Section 44-5-13.11 provides:
"Any residential property that has been issued an occupancy permit on or after January 1, 1995, after substantial rehabilitation as defined by the U.S. Department of Housing and Urban Development and is encumbered by a covenant recorded in the land records in favor of a governmental unit or Rhode Island housing and mortgage finance corporation restricting either or both the rents that may be charged to tenants of the property or the incomes of the occupants of the property, is subject to a tax that equals eight percent (8%) of the property's previous years' gross scheduled rental income or a lesser percentage as determined by each municipality."
Thirteen years earlier, the board had requested and received an opinion letter from the Rhode Island Housing Authority (RIHA) on the application of § 44-5-12 and 44-5-13.11 to newly-constructed low and moderate income housing. In that letter, which is dated November 18, 2003, RIHA opined that it interpreted § 44-5-12 and 44-5-13.11 to apply to newly-constructed buildings in addition to preexisting buildings.
"In so doing, we follow 'our precedent of affirming the orders and judgments of a trial court when there are other valid reasons to support the order or judgment appealed from.' " Summit Insurance Company v. Stricklett , 199 A.3d 523, 524 n.1 (R.I. 2019) (brackets and deletion omitted) (quoting McGovern v. Bank of America, N.A. , 91 A.3d 853, 861 (R.I. 2014) ).
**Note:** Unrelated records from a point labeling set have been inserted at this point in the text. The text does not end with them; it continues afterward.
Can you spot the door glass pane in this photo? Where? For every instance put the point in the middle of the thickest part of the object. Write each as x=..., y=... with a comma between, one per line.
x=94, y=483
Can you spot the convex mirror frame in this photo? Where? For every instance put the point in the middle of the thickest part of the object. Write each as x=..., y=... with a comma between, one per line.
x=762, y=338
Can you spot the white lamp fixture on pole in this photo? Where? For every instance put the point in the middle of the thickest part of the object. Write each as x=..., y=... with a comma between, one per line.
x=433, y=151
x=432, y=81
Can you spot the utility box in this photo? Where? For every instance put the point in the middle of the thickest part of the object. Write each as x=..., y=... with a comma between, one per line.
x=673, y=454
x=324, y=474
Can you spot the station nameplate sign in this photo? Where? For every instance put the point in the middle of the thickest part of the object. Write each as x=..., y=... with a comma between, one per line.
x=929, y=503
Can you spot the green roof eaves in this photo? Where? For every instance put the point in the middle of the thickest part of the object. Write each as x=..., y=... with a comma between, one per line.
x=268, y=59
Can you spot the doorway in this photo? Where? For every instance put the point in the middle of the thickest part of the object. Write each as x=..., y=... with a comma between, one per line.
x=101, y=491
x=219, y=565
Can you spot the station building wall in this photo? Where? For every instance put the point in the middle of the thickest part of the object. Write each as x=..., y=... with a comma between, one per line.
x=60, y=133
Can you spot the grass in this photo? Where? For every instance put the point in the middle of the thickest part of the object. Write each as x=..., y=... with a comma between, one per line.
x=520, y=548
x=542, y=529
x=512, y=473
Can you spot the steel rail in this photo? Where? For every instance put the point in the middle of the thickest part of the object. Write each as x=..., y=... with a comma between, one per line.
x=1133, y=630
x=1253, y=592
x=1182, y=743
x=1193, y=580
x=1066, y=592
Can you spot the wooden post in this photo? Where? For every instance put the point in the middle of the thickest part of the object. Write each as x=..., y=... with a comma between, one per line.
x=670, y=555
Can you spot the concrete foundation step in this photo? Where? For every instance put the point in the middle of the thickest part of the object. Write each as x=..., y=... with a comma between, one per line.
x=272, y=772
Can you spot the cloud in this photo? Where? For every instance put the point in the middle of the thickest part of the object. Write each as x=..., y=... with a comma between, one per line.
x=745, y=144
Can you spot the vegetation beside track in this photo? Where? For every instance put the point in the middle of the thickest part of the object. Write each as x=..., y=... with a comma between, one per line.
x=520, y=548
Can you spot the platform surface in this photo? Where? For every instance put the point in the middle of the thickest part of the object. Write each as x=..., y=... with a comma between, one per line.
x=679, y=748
Although Barrington seemed to concede at oral argument that the appeal was properly before this Court, we have consistently stated that "[o]ur appellate jurisdiction may not properly be invoked when an appeal is filed more than twenty days subsequent to the entry of the judgment of which review is being sought." Iozzi v. City of Cranston , 52 A.3d 585, 588 (R.I. 2012) (quoting Wachovia Bank v. Hershberger , 911 A.2d 278, 280 (R.I. 2006) (mem.)). Thus, because "[t]he filing of a timely notice of appeal is the 'sole sine qua non of the taking of the appeal[,]' " Pawtucket Redevelopment Agency v. Brown , 106 A.3d 893, 900 (R.I. 2014) (quoting State v. Hallenbeck , 878 A.2d 992, 1020 (R.I. 2005) ), Barrington could not confer jurisdiction on this Court to hear the appeal where none existed.
We have stated that "on rare occasions this Court has overlooked the standing requirement to determine the merits of a case of substantial public interest." Warfel v. Town of New Shoreham , 178 A.3d 988, 991-92 (R.I. 2018) (brackets omitted) (emphasis in original) (quoting Burns v. Sundlun , 617 A.2d 114, 116 (R.I. 1992) ). Nonetheless, because Morse has failed to raise that argument on appeal, we deem the issue waived.